Fourier convolutional decoder: reconstructing solar flare images via deep learning.

Abstract

Reconstructing images from observational data is a complex and time-consuming process, particularly in astronomy, where traditional algorithms like CLEAN require extensive computational resources and expert interpretation to distinguish genuine features from artifacts, especially without ground truth data. To address these challenges, we developed the Fourier convolutional decoder (FCD), a custom-made overcomplete autoencoder trained on simulated data with available ground truth. This enables the network to generate outputs that closely approximate expected ground truth. The model's versatility was demonstrated on both simulated and observational datasets, with a specific application to data from the spectrometer/telescope for imaging X-rays (STIX) on the solar orbiter. In the simulated environment, FCD's performance was evaluated using multiple-image reconstruction metrics, demonstrating its ability to produce accurate images with minimal artifacts. For observational data, FCD was compared with benchmark algorithms, focusing on reconstruction metrics related to Fourier components. Our evaluation found that FCD is the fastest imaging method, with runtimes on the order of milliseconds.

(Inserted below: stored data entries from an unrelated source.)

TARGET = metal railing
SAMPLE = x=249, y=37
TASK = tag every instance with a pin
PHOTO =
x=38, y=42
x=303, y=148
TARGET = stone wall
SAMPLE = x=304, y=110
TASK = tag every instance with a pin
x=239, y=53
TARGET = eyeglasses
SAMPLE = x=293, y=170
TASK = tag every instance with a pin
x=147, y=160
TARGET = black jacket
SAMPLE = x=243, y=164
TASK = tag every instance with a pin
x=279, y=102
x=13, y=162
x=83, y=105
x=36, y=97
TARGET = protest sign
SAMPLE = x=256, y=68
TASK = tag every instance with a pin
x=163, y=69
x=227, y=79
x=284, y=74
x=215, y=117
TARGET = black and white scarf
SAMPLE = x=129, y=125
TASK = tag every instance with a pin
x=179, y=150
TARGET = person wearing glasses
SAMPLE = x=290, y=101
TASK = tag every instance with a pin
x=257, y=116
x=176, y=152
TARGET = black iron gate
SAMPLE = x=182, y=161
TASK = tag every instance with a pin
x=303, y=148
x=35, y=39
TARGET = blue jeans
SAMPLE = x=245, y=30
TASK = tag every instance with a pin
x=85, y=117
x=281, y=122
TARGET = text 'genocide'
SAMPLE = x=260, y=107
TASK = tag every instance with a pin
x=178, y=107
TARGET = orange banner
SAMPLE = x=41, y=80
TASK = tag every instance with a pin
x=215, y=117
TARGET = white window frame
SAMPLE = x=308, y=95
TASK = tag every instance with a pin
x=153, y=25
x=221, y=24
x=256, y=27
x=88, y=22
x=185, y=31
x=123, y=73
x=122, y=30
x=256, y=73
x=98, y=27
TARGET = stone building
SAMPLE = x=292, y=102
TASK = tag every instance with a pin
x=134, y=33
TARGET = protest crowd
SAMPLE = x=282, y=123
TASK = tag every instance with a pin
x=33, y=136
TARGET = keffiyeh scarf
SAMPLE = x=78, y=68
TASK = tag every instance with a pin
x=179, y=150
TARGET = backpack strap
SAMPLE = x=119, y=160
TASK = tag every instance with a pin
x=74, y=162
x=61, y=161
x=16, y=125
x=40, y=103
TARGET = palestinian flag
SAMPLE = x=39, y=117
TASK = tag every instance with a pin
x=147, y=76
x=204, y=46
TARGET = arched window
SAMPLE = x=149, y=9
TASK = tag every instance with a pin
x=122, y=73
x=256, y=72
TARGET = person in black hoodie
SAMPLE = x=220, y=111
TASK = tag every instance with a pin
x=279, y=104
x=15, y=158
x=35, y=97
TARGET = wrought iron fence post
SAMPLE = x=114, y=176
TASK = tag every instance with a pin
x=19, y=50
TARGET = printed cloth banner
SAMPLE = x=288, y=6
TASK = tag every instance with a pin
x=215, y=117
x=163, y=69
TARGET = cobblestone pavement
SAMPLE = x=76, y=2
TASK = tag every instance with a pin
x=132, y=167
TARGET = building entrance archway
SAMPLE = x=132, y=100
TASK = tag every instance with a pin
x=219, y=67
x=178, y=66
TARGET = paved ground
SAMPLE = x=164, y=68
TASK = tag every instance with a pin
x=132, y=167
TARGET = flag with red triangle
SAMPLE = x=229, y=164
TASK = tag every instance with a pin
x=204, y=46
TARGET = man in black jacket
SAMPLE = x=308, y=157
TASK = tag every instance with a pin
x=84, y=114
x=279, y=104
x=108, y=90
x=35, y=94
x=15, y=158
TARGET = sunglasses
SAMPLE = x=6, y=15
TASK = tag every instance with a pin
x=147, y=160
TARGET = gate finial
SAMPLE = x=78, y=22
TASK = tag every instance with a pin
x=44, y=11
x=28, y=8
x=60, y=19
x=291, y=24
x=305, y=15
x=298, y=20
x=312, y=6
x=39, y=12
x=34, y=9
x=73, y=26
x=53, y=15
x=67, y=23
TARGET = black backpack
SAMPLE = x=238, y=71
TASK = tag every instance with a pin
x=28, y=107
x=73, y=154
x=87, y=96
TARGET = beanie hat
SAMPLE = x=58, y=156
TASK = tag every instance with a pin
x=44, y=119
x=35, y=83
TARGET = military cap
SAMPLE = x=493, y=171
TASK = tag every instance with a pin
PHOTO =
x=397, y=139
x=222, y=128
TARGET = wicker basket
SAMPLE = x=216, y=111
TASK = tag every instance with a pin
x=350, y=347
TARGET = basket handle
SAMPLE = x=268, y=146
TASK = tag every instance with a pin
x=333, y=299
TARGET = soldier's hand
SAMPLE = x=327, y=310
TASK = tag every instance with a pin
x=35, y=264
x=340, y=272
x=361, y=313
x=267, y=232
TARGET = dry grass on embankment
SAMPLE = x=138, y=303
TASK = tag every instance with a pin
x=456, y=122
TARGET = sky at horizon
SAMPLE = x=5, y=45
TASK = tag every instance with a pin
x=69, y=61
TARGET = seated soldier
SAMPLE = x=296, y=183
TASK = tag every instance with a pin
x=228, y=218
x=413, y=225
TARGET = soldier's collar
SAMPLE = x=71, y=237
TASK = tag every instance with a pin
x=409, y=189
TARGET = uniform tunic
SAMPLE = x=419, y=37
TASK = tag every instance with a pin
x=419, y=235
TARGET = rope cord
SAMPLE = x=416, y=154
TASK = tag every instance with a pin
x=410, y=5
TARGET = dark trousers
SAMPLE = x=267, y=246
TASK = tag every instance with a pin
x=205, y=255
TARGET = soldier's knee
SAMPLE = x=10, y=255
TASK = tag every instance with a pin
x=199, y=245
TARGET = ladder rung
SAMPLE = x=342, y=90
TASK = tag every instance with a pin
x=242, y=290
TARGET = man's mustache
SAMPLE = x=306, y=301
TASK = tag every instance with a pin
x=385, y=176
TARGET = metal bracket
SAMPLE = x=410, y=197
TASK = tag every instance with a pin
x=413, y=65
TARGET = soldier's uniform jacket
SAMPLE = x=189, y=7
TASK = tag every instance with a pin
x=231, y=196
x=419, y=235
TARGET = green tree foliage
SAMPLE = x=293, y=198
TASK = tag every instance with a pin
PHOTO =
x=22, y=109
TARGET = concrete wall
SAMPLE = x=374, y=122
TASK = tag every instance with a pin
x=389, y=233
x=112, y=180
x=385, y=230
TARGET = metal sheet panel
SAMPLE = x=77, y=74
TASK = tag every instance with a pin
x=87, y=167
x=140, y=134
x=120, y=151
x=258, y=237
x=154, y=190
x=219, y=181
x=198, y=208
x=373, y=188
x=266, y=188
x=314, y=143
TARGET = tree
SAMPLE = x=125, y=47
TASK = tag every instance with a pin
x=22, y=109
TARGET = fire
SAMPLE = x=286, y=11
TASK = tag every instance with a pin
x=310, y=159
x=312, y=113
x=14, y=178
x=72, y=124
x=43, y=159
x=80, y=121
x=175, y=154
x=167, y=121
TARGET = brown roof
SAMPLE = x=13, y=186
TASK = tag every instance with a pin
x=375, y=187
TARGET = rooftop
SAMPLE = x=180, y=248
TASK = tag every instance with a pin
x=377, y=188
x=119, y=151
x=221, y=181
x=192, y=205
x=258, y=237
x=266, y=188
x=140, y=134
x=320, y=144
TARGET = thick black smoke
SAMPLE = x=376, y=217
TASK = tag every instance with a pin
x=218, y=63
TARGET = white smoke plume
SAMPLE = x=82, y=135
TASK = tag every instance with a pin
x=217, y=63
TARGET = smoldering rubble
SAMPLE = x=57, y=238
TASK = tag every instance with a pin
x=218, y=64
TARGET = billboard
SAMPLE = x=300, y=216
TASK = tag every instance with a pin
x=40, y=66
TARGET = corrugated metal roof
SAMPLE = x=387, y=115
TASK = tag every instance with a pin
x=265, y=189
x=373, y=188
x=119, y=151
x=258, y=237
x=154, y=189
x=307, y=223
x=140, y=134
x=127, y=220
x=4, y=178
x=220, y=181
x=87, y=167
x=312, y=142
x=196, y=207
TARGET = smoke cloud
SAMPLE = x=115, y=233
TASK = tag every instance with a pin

Its computational cost is comparable to the most efficient reconstruction algorithm and 280 $\times$ faster than the slowest imaging method for single-image reconstruction on a CPU. Additionally, its runtime can be reduced by an order of magnitude for multiple-image reconstruction on a GPU. FCD outperforms or matches state-of-the-art methods on simulated data, achieving a mean MS-SSIM of 0.97, LPIPS of 0.04, PSNR of 35.70 dB, a Dice coefficient of 0.83, and a Hausdorff distance of 5.08. Finally, on experimental STIX observations, FCD remains competitive with top methods despite reduced performance compared to simulated data.